Clinical governance is working and managers are feeling the load

Scandals used to hit the NHS singly. Now two or three surface every week. As HSJ went to press, a single day's newspaper cuttings - 70 pages - were dominated by pathologist Dr James Elwood and gynaecologist Richard Neale: one man accused of misdiagnosing hundreds of cancer tests; the other of botching operations on women on two continents. This on top of Bristol, Harold Shipman, Rodney Ledward and Alder Hey.

On one level, it is good news. Scandals that might once have remained hidden are being unearthed - evidence that clinical governance is starting to take effect. And stories that might once have been buried are getting extensive coverage - evidence that the public is sloughing off its illusions about saintly medics and adding to the impetus for reform.

On another level it is bad news - not just for the victims of incompetence and arrogance, but for the whole NHS. Every emerging horror provides further ammunition for those who would like to sweep it away.

It is also adding to the load on managers . As this week's debate at the King's Fund showed , 'why didn't they act?' is an easy question to ask once problems are laid bare.

Sometimes it is a good question.
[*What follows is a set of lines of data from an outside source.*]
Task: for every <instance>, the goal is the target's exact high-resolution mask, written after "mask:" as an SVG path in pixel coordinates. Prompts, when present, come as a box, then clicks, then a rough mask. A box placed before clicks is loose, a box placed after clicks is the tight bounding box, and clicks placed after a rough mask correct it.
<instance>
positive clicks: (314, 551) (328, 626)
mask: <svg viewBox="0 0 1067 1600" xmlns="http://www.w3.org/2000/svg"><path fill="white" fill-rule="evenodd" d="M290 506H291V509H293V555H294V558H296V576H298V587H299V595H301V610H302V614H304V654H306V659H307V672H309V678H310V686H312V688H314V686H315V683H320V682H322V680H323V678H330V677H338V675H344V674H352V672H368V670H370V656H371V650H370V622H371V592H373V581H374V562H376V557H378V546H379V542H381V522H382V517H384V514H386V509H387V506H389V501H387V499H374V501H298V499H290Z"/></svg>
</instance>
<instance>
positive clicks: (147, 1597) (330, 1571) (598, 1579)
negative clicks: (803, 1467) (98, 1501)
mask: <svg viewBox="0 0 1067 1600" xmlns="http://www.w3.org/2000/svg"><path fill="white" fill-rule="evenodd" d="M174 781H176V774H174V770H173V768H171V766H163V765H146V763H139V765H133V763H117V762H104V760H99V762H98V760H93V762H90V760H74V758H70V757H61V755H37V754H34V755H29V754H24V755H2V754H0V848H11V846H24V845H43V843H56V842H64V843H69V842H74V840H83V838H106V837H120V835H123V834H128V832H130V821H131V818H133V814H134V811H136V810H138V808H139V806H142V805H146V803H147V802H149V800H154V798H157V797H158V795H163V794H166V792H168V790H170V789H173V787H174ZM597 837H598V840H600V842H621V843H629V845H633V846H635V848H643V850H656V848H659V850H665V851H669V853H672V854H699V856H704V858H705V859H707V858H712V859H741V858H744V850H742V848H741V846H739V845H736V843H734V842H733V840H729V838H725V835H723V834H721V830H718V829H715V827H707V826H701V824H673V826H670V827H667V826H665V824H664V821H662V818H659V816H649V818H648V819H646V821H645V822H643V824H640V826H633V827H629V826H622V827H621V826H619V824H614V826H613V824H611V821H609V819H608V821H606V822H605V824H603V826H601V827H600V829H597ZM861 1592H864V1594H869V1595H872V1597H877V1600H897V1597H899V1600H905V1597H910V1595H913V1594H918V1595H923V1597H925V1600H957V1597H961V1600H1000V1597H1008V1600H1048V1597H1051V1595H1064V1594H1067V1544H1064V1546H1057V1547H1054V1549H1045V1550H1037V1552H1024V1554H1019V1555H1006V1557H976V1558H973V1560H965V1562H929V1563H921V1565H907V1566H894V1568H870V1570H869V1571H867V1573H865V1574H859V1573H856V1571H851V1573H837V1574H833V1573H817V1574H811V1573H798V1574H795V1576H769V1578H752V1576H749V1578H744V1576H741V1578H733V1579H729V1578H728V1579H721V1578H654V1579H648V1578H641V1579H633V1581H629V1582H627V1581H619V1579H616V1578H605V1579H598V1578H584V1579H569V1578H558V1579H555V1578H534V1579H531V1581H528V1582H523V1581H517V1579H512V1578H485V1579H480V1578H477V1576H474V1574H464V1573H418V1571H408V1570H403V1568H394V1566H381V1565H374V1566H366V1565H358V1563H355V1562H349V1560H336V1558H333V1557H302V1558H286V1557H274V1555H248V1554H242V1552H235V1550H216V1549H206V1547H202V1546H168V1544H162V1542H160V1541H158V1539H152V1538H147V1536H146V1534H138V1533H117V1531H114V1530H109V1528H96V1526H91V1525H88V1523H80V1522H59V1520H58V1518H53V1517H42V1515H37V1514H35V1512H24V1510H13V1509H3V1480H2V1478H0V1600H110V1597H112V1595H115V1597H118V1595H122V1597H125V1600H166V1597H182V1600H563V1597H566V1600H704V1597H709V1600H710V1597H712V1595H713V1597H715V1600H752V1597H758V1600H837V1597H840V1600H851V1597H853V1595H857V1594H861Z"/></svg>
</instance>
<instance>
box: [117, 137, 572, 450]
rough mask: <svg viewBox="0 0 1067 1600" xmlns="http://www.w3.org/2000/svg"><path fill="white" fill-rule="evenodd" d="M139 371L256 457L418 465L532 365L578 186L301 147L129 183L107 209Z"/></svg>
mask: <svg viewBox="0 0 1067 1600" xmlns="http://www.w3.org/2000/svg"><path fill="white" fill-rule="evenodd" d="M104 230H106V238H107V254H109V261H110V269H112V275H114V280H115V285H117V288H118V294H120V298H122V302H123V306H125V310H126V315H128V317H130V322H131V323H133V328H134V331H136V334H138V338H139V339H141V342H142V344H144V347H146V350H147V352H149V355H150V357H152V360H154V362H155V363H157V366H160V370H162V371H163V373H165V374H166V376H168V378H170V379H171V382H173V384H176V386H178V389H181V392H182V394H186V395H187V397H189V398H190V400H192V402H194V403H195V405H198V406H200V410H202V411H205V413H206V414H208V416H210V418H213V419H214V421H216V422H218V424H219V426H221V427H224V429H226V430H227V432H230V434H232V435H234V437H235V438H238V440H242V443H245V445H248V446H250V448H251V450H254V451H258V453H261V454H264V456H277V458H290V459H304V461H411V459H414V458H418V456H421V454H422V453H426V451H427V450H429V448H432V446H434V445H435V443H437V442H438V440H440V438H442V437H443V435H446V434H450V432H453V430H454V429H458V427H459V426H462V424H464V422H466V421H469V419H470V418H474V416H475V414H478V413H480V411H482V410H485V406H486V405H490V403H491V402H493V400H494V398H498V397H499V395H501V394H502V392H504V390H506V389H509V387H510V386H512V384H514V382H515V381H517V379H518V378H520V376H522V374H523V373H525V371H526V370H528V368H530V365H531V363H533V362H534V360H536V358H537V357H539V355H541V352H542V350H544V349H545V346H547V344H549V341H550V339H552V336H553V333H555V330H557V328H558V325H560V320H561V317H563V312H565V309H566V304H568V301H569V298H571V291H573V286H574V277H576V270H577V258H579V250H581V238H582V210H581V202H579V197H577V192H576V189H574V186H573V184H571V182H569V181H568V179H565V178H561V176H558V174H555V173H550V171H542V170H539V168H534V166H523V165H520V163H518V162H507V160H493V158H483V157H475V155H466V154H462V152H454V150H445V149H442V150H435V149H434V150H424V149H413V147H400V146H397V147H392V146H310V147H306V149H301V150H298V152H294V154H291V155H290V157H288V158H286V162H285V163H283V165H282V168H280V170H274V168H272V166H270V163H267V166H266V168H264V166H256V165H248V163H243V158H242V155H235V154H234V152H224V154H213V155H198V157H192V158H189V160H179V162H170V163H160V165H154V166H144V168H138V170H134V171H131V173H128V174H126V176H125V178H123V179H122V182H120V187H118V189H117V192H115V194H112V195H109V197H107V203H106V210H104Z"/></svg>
Sometimes it just ignores the historical difficulty of getting information and then using it against well-defended consultant 'kings'.

The continued spread of clinical governance and initiatives such as Professor Liam Donaldson's 'early-warning system' should impact on the first part of that difficulty. If the storm can be ridden out, the mounting tide of evidence that doctors are not kings should help with the second.